I’d been in Louisville for the first time earlier that year, a Linguistics major who, seeing homelessness and poverty of spirit in downtown Louisville, I was deeply convicted to change paths. I changed my studies to Social Work, and signed up for a gig I had to pay for instead of getting paid.

So, there I was—driving the old Chevy to go intern at a homeless shelter and live in a house with seven other women.
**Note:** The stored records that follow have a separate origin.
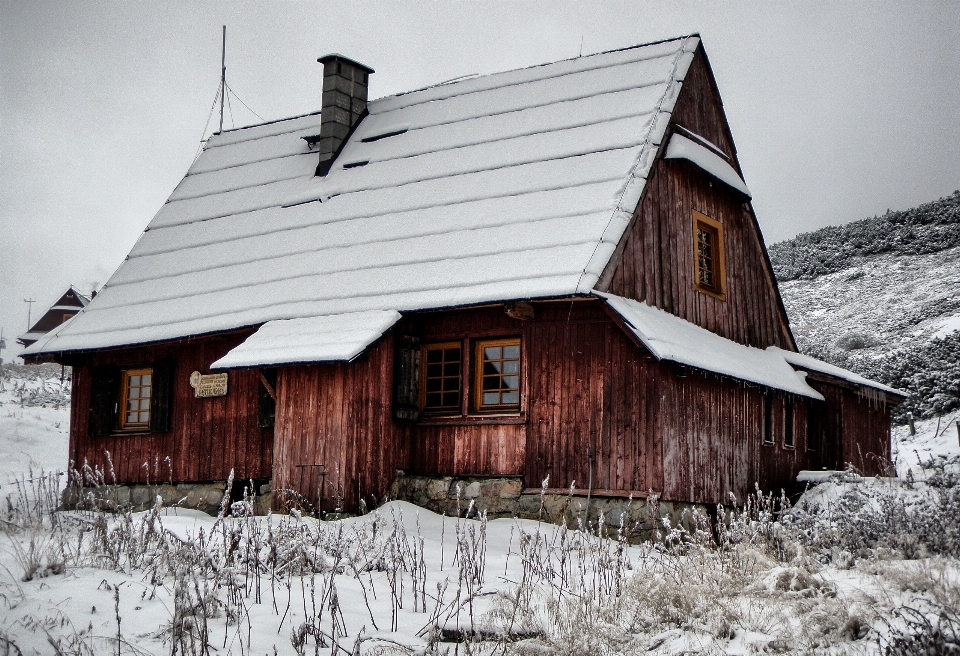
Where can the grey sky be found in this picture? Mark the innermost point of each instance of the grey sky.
(839, 111)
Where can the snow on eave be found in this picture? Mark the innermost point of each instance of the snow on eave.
(813, 364)
(668, 337)
(330, 338)
(680, 147)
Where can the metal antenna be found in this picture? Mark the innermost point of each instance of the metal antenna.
(29, 302)
(223, 74)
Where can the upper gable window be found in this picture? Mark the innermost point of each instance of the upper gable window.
(137, 390)
(440, 387)
(708, 255)
(497, 387)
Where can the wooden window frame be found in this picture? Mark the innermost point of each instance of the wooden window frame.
(719, 272)
(476, 394)
(789, 432)
(434, 411)
(138, 426)
(767, 438)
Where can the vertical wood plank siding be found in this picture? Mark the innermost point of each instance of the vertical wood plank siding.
(656, 260)
(207, 437)
(593, 402)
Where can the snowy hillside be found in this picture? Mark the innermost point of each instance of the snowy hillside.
(881, 296)
(34, 421)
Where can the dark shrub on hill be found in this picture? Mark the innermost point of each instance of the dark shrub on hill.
(929, 228)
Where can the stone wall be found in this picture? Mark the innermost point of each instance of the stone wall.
(504, 497)
(205, 497)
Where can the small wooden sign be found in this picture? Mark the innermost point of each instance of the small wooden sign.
(205, 386)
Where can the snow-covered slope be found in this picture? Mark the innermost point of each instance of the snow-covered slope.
(881, 297)
(34, 421)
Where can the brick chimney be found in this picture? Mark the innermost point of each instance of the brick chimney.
(343, 104)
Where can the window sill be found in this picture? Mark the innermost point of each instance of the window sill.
(473, 420)
(720, 296)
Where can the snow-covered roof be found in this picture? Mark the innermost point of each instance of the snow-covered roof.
(332, 338)
(668, 337)
(681, 147)
(508, 186)
(807, 362)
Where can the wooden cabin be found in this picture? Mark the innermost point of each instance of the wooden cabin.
(69, 303)
(549, 274)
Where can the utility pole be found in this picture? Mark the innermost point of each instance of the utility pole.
(223, 74)
(29, 302)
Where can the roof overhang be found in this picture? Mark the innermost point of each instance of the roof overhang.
(668, 337)
(680, 147)
(331, 338)
(832, 371)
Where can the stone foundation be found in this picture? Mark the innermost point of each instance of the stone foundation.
(504, 497)
(205, 497)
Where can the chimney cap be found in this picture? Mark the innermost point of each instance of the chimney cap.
(334, 56)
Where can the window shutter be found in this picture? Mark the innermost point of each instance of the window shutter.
(162, 396)
(406, 378)
(104, 395)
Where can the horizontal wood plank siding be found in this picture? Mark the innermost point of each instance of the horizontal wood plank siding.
(337, 418)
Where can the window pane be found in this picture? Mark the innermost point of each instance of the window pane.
(498, 375)
(440, 379)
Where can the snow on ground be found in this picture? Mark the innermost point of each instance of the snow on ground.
(34, 421)
(859, 576)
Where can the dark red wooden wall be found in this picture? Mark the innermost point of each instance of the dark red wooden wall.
(655, 259)
(207, 437)
(337, 418)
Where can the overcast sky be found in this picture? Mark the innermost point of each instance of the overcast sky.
(839, 110)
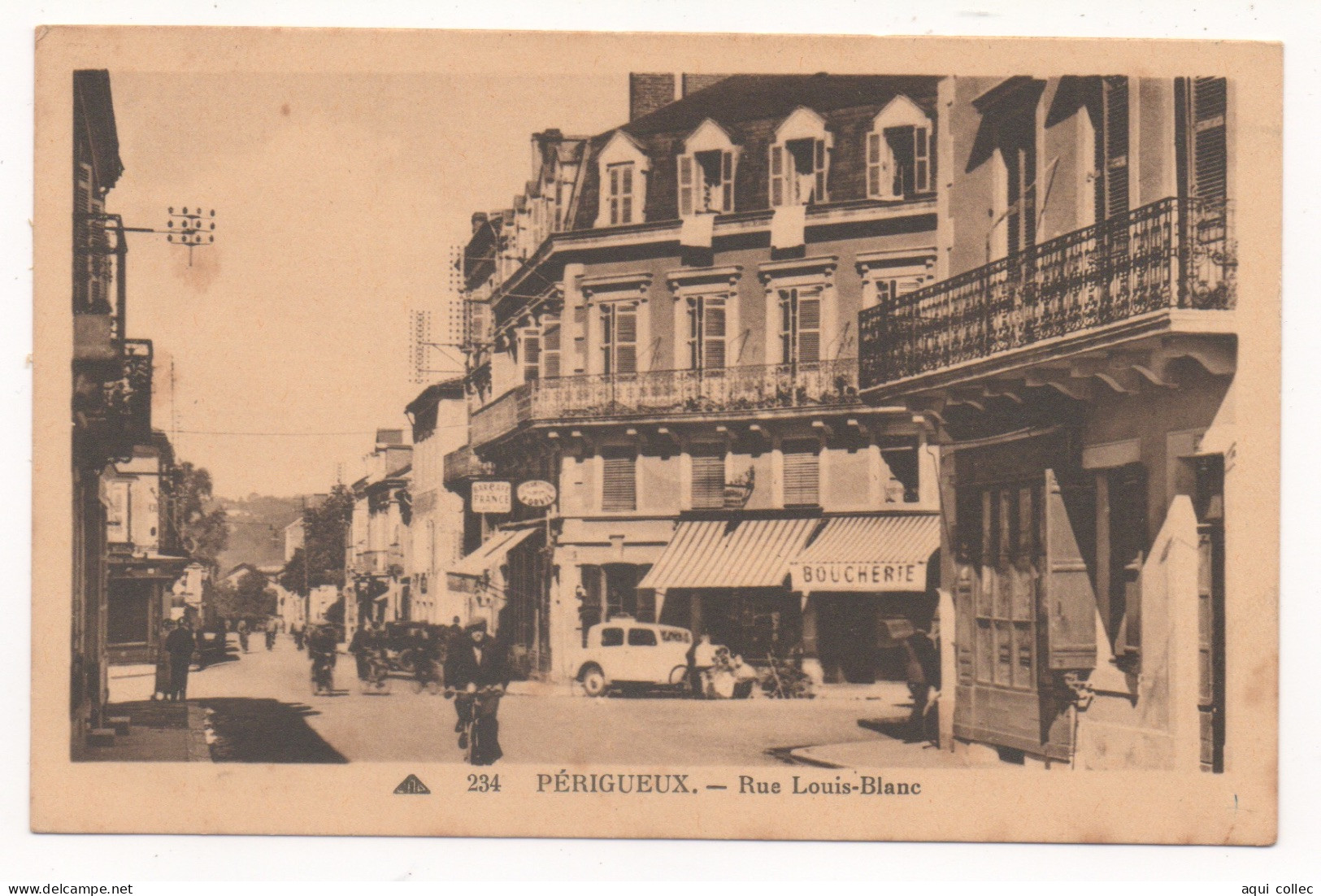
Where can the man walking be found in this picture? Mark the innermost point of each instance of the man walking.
(180, 646)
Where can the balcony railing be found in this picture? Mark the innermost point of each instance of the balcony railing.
(1169, 254)
(670, 393)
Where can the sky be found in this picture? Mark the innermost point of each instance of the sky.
(336, 198)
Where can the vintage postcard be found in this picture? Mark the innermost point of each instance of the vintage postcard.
(687, 437)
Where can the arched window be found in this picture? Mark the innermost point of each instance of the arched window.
(707, 171)
(623, 167)
(799, 160)
(900, 152)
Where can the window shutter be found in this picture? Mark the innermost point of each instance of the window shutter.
(727, 181)
(1115, 124)
(1209, 144)
(819, 168)
(921, 160)
(1071, 602)
(777, 175)
(684, 185)
(627, 338)
(809, 328)
(708, 477)
(551, 348)
(619, 481)
(802, 473)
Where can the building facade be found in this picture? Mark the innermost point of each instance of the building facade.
(378, 536)
(676, 356)
(110, 406)
(1077, 359)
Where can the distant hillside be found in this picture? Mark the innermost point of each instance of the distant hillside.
(257, 528)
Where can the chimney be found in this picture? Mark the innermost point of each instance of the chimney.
(648, 93)
(693, 84)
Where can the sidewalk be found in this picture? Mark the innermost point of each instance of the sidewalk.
(159, 733)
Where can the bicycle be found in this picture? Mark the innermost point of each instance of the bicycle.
(485, 705)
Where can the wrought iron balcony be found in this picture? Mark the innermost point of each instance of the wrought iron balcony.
(1167, 255)
(669, 393)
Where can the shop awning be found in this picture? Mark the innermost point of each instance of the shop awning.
(719, 554)
(868, 554)
(492, 553)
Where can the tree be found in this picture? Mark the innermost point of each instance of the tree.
(204, 533)
(320, 560)
(250, 598)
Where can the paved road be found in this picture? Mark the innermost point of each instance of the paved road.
(263, 710)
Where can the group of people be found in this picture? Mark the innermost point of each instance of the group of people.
(473, 663)
(173, 659)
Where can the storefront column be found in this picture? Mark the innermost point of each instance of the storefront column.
(811, 657)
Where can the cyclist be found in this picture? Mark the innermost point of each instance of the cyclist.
(477, 670)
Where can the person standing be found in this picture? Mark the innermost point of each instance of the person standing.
(180, 645)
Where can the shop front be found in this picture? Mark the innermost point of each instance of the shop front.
(867, 583)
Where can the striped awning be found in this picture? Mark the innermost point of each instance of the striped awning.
(492, 553)
(868, 554)
(724, 554)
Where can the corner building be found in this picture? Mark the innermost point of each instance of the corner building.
(665, 327)
(1077, 359)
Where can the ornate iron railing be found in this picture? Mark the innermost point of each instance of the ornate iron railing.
(670, 393)
(1169, 254)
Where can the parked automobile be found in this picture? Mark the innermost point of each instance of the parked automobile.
(627, 653)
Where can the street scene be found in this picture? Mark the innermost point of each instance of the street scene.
(850, 420)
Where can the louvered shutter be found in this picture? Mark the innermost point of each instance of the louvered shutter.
(708, 477)
(777, 175)
(802, 473)
(686, 165)
(819, 169)
(809, 327)
(921, 160)
(551, 348)
(619, 481)
(714, 333)
(727, 181)
(1115, 126)
(627, 338)
(1209, 143)
(1071, 604)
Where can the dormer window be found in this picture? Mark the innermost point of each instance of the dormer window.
(623, 169)
(900, 152)
(707, 171)
(799, 160)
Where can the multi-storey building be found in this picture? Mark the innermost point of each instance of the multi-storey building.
(111, 385)
(378, 536)
(1078, 357)
(439, 420)
(146, 557)
(678, 357)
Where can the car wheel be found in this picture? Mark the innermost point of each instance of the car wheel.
(593, 681)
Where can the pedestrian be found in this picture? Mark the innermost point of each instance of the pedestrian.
(180, 644)
(162, 689)
(479, 672)
(923, 678)
(363, 646)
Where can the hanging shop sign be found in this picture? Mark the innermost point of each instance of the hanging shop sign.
(851, 575)
(492, 497)
(535, 494)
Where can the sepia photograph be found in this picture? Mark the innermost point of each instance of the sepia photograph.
(680, 423)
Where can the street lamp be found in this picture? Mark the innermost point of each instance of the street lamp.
(190, 228)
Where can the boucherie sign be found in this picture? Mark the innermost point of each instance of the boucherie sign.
(852, 575)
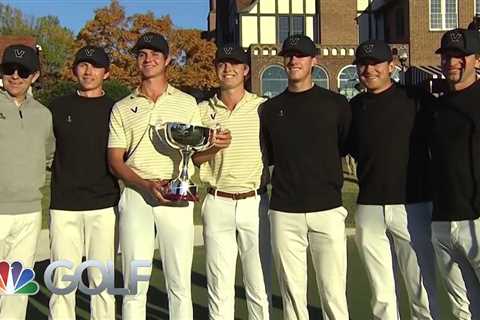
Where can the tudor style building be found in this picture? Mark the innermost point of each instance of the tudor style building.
(412, 28)
(262, 25)
(416, 28)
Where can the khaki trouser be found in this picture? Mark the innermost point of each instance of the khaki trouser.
(138, 218)
(405, 230)
(18, 242)
(324, 233)
(231, 228)
(457, 245)
(74, 234)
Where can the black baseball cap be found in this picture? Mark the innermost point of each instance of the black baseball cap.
(231, 52)
(373, 50)
(152, 40)
(459, 40)
(22, 55)
(298, 44)
(94, 55)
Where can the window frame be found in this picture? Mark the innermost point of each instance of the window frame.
(443, 15)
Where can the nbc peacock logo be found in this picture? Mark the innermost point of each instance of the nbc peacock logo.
(14, 279)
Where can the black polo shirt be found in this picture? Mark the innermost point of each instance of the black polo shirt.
(455, 148)
(303, 133)
(389, 140)
(80, 176)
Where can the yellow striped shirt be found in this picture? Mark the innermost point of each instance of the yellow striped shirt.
(132, 124)
(237, 168)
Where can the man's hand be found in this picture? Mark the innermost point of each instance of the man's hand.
(221, 138)
(157, 188)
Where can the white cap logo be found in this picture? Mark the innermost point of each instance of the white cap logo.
(147, 38)
(19, 53)
(293, 41)
(89, 52)
(456, 36)
(368, 48)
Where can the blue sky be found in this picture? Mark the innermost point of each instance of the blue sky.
(74, 13)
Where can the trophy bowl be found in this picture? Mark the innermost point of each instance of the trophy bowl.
(186, 138)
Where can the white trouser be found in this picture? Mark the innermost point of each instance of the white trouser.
(457, 245)
(72, 235)
(18, 242)
(406, 229)
(138, 218)
(233, 227)
(324, 233)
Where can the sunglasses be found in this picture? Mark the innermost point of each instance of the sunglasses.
(10, 69)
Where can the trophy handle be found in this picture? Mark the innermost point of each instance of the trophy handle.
(163, 127)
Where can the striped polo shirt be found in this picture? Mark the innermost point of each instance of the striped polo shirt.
(132, 124)
(237, 168)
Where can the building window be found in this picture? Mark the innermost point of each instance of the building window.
(316, 29)
(348, 81)
(283, 28)
(443, 14)
(274, 81)
(290, 25)
(400, 22)
(298, 25)
(320, 77)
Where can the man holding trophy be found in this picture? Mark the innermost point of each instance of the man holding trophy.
(145, 163)
(304, 128)
(235, 210)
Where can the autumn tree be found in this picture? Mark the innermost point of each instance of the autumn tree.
(192, 56)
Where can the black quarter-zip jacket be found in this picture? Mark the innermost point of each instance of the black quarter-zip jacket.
(389, 139)
(80, 176)
(304, 134)
(455, 147)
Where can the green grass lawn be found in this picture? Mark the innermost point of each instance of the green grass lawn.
(349, 195)
(358, 291)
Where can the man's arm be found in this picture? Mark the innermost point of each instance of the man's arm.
(220, 140)
(118, 168)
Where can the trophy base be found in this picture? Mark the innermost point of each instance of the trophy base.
(181, 191)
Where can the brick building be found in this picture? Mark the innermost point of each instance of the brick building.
(415, 28)
(262, 25)
(412, 28)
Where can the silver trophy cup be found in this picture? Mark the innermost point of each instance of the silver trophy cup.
(187, 139)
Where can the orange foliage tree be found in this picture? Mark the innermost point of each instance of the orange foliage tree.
(192, 63)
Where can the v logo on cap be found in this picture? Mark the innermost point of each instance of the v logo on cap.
(89, 52)
(456, 36)
(293, 41)
(368, 48)
(19, 53)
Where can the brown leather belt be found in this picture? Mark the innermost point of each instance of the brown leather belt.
(237, 196)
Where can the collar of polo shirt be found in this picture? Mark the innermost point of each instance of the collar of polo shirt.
(246, 96)
(138, 93)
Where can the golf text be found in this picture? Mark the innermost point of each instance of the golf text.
(108, 277)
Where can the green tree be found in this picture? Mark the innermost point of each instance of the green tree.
(14, 22)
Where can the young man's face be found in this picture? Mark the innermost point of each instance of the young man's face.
(458, 68)
(231, 74)
(17, 79)
(89, 77)
(298, 66)
(151, 64)
(375, 76)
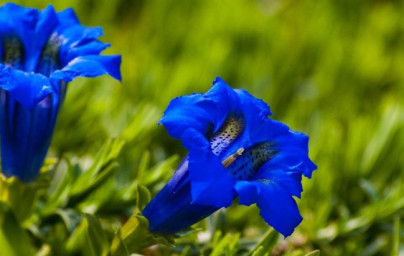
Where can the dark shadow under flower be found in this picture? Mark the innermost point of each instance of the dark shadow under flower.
(40, 52)
(235, 150)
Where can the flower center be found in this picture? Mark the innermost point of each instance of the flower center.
(13, 51)
(230, 130)
(244, 166)
(14, 55)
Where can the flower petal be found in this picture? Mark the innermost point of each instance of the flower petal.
(26, 88)
(277, 206)
(211, 184)
(90, 66)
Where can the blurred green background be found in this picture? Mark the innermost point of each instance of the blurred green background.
(331, 69)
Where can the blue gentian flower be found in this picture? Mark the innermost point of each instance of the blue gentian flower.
(40, 52)
(235, 150)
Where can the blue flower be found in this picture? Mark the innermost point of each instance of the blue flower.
(40, 52)
(235, 150)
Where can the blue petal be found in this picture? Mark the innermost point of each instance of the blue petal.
(90, 66)
(202, 112)
(247, 192)
(46, 22)
(290, 181)
(26, 88)
(25, 136)
(277, 206)
(211, 184)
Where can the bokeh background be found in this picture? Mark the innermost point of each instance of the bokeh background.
(331, 69)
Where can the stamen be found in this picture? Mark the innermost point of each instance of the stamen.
(229, 160)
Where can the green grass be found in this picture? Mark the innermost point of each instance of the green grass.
(332, 69)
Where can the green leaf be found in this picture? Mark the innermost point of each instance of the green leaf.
(313, 253)
(89, 238)
(266, 244)
(98, 173)
(143, 197)
(135, 235)
(13, 240)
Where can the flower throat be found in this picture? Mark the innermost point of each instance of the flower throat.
(243, 163)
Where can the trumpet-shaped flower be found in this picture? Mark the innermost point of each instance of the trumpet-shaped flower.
(40, 52)
(235, 150)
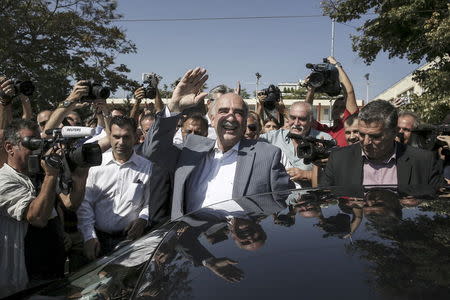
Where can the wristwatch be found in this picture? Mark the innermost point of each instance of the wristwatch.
(65, 104)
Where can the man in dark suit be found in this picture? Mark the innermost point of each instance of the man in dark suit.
(377, 158)
(207, 171)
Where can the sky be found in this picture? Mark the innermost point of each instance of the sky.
(233, 50)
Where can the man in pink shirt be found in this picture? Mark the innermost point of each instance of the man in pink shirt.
(377, 159)
(342, 108)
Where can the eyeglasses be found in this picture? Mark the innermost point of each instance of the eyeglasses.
(252, 127)
(302, 119)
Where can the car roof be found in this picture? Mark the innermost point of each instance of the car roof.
(310, 248)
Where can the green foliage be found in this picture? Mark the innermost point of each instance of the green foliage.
(245, 94)
(416, 30)
(55, 43)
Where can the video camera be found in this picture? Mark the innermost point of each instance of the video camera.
(273, 95)
(324, 78)
(425, 136)
(86, 155)
(96, 91)
(312, 149)
(150, 81)
(25, 87)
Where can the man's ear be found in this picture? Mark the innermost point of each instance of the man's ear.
(8, 147)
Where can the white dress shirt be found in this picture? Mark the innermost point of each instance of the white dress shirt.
(212, 181)
(116, 194)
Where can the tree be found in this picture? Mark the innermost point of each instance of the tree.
(245, 94)
(416, 30)
(55, 43)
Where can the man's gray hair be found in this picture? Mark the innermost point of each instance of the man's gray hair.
(407, 113)
(12, 131)
(379, 111)
(220, 89)
(213, 110)
(307, 105)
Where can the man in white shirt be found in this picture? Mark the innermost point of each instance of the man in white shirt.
(207, 171)
(115, 207)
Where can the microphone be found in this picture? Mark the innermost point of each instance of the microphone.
(72, 131)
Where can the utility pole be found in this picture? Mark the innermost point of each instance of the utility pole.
(332, 37)
(367, 87)
(258, 76)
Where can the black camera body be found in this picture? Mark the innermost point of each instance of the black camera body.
(312, 149)
(24, 87)
(96, 91)
(425, 136)
(150, 81)
(324, 78)
(85, 155)
(273, 94)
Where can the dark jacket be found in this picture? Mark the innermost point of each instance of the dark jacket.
(414, 166)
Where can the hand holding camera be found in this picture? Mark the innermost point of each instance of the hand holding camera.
(151, 81)
(51, 164)
(9, 89)
(88, 91)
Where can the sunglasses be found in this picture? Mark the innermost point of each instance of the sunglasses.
(252, 127)
(302, 119)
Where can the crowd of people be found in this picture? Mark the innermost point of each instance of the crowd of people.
(168, 160)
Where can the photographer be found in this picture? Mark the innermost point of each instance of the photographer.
(7, 94)
(21, 205)
(140, 94)
(342, 108)
(300, 122)
(81, 96)
(270, 105)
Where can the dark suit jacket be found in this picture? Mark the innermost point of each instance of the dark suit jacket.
(414, 166)
(258, 168)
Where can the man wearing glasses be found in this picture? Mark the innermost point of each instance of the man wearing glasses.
(299, 122)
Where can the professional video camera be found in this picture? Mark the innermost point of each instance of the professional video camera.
(24, 87)
(312, 149)
(150, 81)
(324, 78)
(273, 95)
(96, 91)
(424, 136)
(85, 155)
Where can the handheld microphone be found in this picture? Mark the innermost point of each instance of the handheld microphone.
(72, 131)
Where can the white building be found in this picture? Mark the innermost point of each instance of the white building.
(321, 106)
(402, 88)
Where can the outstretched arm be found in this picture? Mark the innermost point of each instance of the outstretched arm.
(350, 105)
(187, 93)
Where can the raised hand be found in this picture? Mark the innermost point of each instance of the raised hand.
(187, 93)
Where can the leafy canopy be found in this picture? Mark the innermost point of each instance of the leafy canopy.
(416, 30)
(54, 43)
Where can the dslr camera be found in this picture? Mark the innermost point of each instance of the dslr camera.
(24, 87)
(73, 155)
(150, 81)
(425, 136)
(312, 149)
(324, 78)
(273, 95)
(96, 91)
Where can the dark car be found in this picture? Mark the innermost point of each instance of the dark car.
(377, 243)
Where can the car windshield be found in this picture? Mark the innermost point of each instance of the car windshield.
(380, 242)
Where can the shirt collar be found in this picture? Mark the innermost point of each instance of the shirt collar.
(108, 158)
(234, 148)
(391, 158)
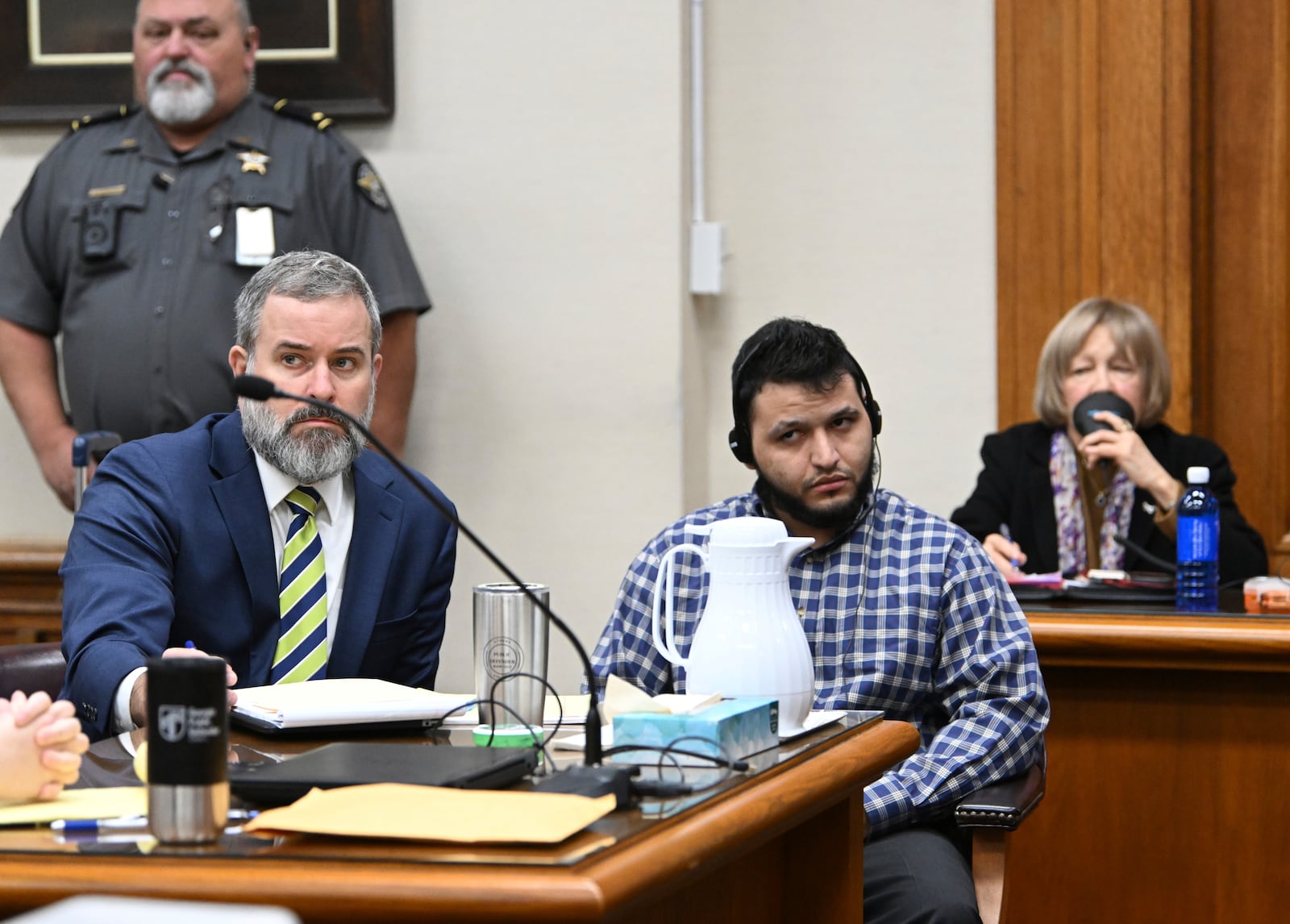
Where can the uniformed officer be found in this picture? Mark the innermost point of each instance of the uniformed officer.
(141, 226)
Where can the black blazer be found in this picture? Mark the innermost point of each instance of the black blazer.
(1014, 488)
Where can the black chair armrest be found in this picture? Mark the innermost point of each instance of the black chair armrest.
(31, 668)
(1004, 804)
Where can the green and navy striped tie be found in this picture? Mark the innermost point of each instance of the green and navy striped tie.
(301, 652)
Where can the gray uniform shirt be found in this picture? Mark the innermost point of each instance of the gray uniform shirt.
(129, 251)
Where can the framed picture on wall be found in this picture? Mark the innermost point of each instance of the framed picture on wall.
(61, 60)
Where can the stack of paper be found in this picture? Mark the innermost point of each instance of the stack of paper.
(343, 702)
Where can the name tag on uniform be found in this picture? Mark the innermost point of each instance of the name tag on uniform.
(255, 236)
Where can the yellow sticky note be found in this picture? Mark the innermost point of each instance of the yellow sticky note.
(75, 804)
(438, 814)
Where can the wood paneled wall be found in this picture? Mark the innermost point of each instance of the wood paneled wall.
(1143, 154)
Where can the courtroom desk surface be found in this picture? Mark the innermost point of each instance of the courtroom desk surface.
(1167, 750)
(797, 820)
(1161, 636)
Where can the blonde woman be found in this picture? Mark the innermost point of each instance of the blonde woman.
(1053, 500)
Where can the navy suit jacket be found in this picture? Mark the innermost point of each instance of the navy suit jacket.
(173, 543)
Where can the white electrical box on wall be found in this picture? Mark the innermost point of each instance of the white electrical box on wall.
(707, 252)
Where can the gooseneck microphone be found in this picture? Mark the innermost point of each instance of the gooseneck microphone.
(593, 778)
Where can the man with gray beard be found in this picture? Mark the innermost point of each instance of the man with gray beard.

I’ve been a mental health clinician for awhile now, so I cannot tell you whether the stories during our sharing nights (we each shared our life story one night) shocked me with their content—but, I can certainly tell you I was moved by their depth and vulnerability, and had never heard the equivalent. The stories were not pretty, and they helped me see my own for what it was, in a space held by these other women.

I didn’t leave that term knowing how to fully repair brokenness, or even to view all of my own brokenness in a grace-filled way. However, I did leave knowing the community that is built when people allow themselves to be known, and when others are there to receive them with the grace that comes from our brother, savior, king.

As of late, I still take those “next steps,” except now it’s no longer in a Chevy, but as a mom, a wife, a therapist, and a nonprofit director. I don’t drive six hours to start an internship, but I spend six hours preparing for client events when I’m not sure anyone will show up. I don’t move in with seven women, but I do join a community group with more than seven opinions and personalities represented. (I may not remember being nervous back then, but I feel it in myself with each one of today’s steps. I say this with the hope that you hear me as human).

Many of these steps are fueled by the conviction that healing cannot happen until individuals are first seen, known, and welcomed— ultimately in relationship with God, but also with other humans. Convictions I first felt during my time with Love Thy Neighborhood.

Today, I work with clients while understanding the gravity of being the first one to hold their stories. I hold that space for them as they come to realize the freedom in bringing their stories to light. That same freedom I first felt so many years ago with seven other women during our summer with Love Thy Neighborhood. And I pray that I would be one to receive them with the grace that comes from our brother, savior, king.

Briahna currently leads Rapha Farm Corp., a new nonprofit, in Crestwood, KY, that seeks community wellness through the use of horticultural and equine therapies.